В 1801 г. Гумбольдт вернулся на родину и через год снова поступил на государственную службу. Его направляют в Рим в качестве дипломатического представителя Пруссии при папском престоле. В 1809 г. он возглавил департамент просвещения, в 1810 г. Гумбольдт — посланник в Вене, в 1814 г. принимает участие в Венском конгрессе, в 1817—посланник в Лондоне, в 1819 г. — министр по сословным делам. В том же году он уходит с высокого поста, с тем, чтобы через одиннадцать лет быть снова привлеченным к работе Государственного совета.

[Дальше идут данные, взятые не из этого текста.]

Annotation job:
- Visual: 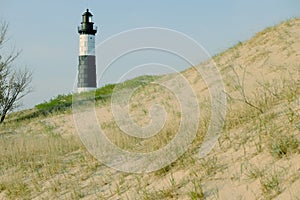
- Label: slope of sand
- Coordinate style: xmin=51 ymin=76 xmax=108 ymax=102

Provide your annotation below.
xmin=0 ymin=19 xmax=300 ymax=199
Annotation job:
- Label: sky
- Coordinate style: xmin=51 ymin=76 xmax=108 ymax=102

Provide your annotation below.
xmin=0 ymin=0 xmax=300 ymax=108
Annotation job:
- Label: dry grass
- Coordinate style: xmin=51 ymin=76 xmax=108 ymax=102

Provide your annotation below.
xmin=0 ymin=16 xmax=300 ymax=199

Все эти годы Гумбольдт не прекращает литературную и научную деятельность. Главная сфера его интересов теперь — языкознание. Наиболее ценное, созданное им в этой области, включено в данную книгу.

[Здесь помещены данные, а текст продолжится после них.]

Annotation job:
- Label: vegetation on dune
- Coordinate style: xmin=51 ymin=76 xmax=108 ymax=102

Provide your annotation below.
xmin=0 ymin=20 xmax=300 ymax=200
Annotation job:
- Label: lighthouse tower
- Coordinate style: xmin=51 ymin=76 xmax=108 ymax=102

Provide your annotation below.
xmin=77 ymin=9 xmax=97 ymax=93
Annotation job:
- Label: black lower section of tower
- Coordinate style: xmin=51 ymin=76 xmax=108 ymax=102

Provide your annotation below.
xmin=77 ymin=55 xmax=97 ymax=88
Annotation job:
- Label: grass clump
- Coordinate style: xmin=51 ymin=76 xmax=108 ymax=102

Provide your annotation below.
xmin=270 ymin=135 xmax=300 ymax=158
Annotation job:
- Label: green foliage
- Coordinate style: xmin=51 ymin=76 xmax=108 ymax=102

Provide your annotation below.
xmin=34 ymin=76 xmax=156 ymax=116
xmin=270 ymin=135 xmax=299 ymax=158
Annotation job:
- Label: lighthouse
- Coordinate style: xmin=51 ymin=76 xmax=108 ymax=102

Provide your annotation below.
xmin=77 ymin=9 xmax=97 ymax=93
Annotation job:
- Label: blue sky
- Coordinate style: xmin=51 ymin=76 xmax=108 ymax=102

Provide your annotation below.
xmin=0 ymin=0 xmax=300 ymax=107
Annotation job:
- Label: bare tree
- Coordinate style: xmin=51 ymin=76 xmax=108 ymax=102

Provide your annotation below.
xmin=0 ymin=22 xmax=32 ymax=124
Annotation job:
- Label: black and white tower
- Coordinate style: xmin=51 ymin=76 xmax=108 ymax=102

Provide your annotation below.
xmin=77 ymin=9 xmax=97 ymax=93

Рассматривая философское значение трудов Гумбольдта о языке, мы должны соотнести их с идеей активности познания, которая красной нитыо проходит через всю немецкую философскую классику. Идея была сформулирована в „Критике чистого разума", на которую опирался Гумбольдт (как опирались на нее
Фихте, Шеллинг, Гегель). О Канте Гумбольдт писал восторженно: «Кант предпринял и осуществил величайшее свершение, которым философский разум мог быть обязан отдельному человеку. Он проверил и прояснил все философствование и повел его путем, на котором сошлись необходимым образом философские учения всех времен и народов; он измерил, ограничил и утрамбовал почву, разрушил все ложные построения и создал основу, на которой философский анализ соединился с природными чувствами человека». (Предисловие В. фон Гумбольдта к изданию его переписки с Фр. Шиллером, Bd. VI, S. 509.) Главная заслуга Канта, по Гумбольдту, состоит в реформе философии, он побудил своих последователей к самостоятельны, м поискам, к созданию новых школ и систем, развивающих дальше найденные им принципы.
С легкой руки Гамана и Гердера иные авторы упрекают Канта в пренебрежении познавательными потенциями языка. Подобные упреки основаны на нетворческом прочтении „Критики чистого разума". В главном труде Канта, хотя и нет специального раздела о языке, но четко обрисована сфера, в которой язык находит свое применение. Тезис Гумбольдта — «язык следует рассматривать не как мертвый продукт, но как созидающий процесс» (см. наст, изд., с. 69) — не противоречит идеям Канта, более того — прямо вытекает из них.